Ja, das ist ein Problem. Da sind wir und auch die Gemeinde gefordert. Ich kann die Gastronomen aber schon verstehen. Es fehlt Personal und auch die zunehmende Bürokratie macht ihnen viel zusätzliche Arbeit und das Leben schwerer. Ich habe aber noch von keinem Gast gehört, dass er keinen Platz im Restaurant gefunden hätte. Ich empfehle meinen Gästen, einen Tisch zu reservieren, aber viele gehen auch so los. Bis jetzt ist jeder satt zurückgekommen. Die Gastronomie, die wir hier haben, ist auch wirklich top. Wir können sehr zufrieden sein.

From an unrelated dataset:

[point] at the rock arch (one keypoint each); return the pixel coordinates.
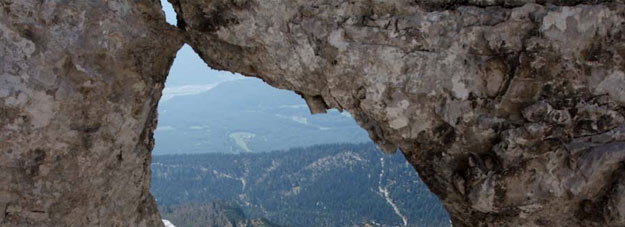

Wie sehen Sie das Thema B 31 aus Gastgebersicht?

Wir sind jetzt in einer Phase, in der sich alle mit dem Thema befassen und alle verstehen, um was es hier geht. Alle Trassenvarianten mit Ausnahme der Hinterlandtrasse C1 würden sich sicher negativ auf den Tourismus auswirken. Besonders die A-Variante, der Ausbau der bestehenden Straße, wäre eine Katastrophe. Aber auch die B-Variante oder Kombinationen mit Teilen der A- und B-Variante würden vieles von unserem Naherholungsgebiet vernichten. Wir würden das auch im Tourismus sehr spüren, denn unsere Gäste wissen nicht nur den See, sondern auch unser schönes Hinterland zu schätzen. Die Gastgeber sind daher sehr daran interessiert, dass die C1-Variante kommt.